Article Preview
Top1. Introduction
Among the different distributed platforms, cluster and grid infrastructures have emerged as powerful options to face ambitious problems. However, the implementation and execution of distributed applications that can run both on cluster and Grid infrastructures is far from being trivial. Although the execution model of distributed applications on both platforms is similar, their particularities make the application requirements completely different. First, while the cluster is usually managed by someone from the same organization as the user, in the grid the resources belong to different organizations, each one with different hardware, software, usage and security policies (Foster, 2002). Also, while in local clusters the physical resources do not evolve in time, grid infrastructures are highly dynamic. Moreover, while local clusters are considered as reliable, execution of tasks on the grid can be problematic (Botón-Fernández et al., 2015), so the application must be designed to overcome failures.

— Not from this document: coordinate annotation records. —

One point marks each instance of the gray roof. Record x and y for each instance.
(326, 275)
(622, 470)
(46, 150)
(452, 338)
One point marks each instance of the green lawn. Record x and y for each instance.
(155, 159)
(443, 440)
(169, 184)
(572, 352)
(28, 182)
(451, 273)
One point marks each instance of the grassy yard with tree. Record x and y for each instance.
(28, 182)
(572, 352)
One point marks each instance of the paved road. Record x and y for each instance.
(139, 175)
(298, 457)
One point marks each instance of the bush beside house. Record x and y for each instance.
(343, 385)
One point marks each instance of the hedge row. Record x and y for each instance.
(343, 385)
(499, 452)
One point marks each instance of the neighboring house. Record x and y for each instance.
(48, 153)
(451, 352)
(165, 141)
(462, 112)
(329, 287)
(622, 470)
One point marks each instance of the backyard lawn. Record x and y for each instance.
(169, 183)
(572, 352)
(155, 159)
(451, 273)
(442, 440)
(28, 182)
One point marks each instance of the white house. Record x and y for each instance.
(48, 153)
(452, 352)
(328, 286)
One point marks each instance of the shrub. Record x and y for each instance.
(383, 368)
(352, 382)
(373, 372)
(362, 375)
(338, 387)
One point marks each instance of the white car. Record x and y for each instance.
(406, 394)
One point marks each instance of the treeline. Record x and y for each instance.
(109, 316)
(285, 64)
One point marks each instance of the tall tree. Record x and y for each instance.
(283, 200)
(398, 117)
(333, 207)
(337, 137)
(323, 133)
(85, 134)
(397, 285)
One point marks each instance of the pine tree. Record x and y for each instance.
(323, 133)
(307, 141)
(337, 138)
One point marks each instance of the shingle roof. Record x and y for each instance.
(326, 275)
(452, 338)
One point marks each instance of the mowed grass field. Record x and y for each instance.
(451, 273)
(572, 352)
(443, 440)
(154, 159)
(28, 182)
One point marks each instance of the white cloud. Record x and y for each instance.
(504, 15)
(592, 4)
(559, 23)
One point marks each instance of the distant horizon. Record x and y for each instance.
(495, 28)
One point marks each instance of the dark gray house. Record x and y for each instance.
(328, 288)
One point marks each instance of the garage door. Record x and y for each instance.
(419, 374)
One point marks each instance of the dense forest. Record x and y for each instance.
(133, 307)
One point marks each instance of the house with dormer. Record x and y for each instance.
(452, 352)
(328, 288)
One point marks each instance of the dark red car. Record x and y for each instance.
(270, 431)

One of the recent developments in distributed computing has been the use of Open Access databases. Data analysis can now be performed on different resources, possibly belonging to different institutions, and employing high performance networks to communicate. This introduces a new set of challenges, including how to refer to remote data and to ensure that the reference will remain stable for a reasonable amount of time. This is of utmost importance in the so-called data curation, this is, the active management of data over its life-cycle of interest, establishing long term repositories for current and future use.
The work presented here aims to solve both problems with a unified cross-disciplinary approach.
The first objective is to provide developers with an efficient instrument to create and port distributed applications. For this sake, DistributedToolbox (Rodríguez-Pascual and Mayo-García, 2013) encapsulates a set of tools that enable the development and execution of highly portable distributed applications on clusters and grids. It ensures a correct task completion, so the application developer is released from the low level operations of task management and control.
DistributedToolbox is articulated around RemoteAPI, a very simple API designed to define the tasks to execute on the distributed infrastructure. Then, one of the devoted tools included on the toolbox takes care of the task execution. In this sense, the proposed solution does not compete with existing ones; instead, it embraces the different alternatives.
After dealing with the creation and execution of portable applications, this work tackles with the problem of reproducible research. Persistent IDentifiers (PIDs) are long- lasting references to digital objects (single files or set of files) (Hakala, 2010). In scientific computing, PIDs can reference primary and secondary scientific data with a unique and timeless manner, very similar to how DOI numbers are used to identify articles.
The objective is to ensure reproducibility, this is, the ability of an entire experiment or study to be reproduced, either by the researcher or by someone else and to create new work based on the research. For this sake, open on-line databases are a basic tool, making both raw and processed data freely available. Of course, with the commitment of making portable, long lasting distributed applications, the input data employed by these applications should persist. PIDs represent a powerful tool for this purpose, ensuring that future changes on URIs or internal organization of Open Access databases will be transparent to the user willing to repeat a given experiment.